Drew Ruggles

Personal information
- Full name: Drew Christian Ruggles
- Date of birth: July 28, 1992 (age 34)
- Place of birth: Fayetteville, North Carolina, United States
- Height: 6 ft 1 in (1.85 m)
- Position: Defender

Team information
- Current team: San Diego Sockers
- Number: 8

College career
- Years: Team / Apps / (Gls)
- 2010–2013: Georgia Southern Eagles / 48 / (6)

Senior career*
- Years: Team / Apps / (Gls)
- 2013: Michigan Bucks / 10 / (1)
- 2014: Wilmington Hammerheads / 21 / (1)
- 2014–2015: Baltimore Blast (indoor) / 10 / (3)
- 2015: Rochester Rhinos / 7 / (0)
- 2015–2019: Milwaukee Wave (indoor) / 70 / (27)
- 2016–2018: Milwaukee Torrent
- 2019–2023: Florida Tropics (indoor) / 69 / (47)
- 2021–2022: Tropics SC
- 2023–: San Diego Sockers (indoor) / 23 / (8)

= Drew Ruggles =

American soccer player (born 1992)

Drew Christian Ruggles (born July 28, 1992) is an American soccer player who currently plays for the San Diego Sockers in the Major Arena Soccer League.

==Career==

===College and amateur===
Ruggles played three years of college soccer at Georgia Southern University between 2010 and 2013. While at college, Ruggles also appeared for USL PDL club Michigan Bucks during their 2013 season.

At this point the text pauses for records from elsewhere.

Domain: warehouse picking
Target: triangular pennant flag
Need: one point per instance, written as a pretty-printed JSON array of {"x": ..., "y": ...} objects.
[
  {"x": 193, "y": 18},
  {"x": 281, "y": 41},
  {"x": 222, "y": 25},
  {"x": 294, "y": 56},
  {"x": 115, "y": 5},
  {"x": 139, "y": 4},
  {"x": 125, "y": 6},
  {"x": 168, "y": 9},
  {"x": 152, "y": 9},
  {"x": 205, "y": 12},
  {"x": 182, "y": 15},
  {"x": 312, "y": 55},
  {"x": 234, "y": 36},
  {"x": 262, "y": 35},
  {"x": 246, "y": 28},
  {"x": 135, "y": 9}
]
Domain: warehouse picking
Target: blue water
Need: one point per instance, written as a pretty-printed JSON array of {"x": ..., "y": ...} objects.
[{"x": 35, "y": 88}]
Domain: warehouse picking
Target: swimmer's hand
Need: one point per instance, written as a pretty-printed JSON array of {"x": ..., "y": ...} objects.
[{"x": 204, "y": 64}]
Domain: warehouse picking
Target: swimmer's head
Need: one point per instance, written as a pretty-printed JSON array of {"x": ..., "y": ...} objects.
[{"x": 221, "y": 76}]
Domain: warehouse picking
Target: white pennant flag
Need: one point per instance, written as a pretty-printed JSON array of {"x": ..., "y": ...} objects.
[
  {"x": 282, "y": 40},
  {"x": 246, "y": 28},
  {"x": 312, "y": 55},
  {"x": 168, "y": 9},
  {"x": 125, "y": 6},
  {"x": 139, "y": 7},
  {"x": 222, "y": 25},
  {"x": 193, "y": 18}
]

Ruggles also appeared for the Georgia Southern Eagles football team in 2012.

===Professional===
Ruggles signed his first professional contract with USL Pro club Wilmington Hammerheads on April 4, 2014.

Ruggles was released by Wilmington at the end of the 2014, later signing with USL club Rochester Rhinos on March 26, 2015.

After winning the 2018–19 Major Arena Soccer League championship with the Milwaukee Wave, Ruggles joined Florida Tropics SC on 21 May 2019.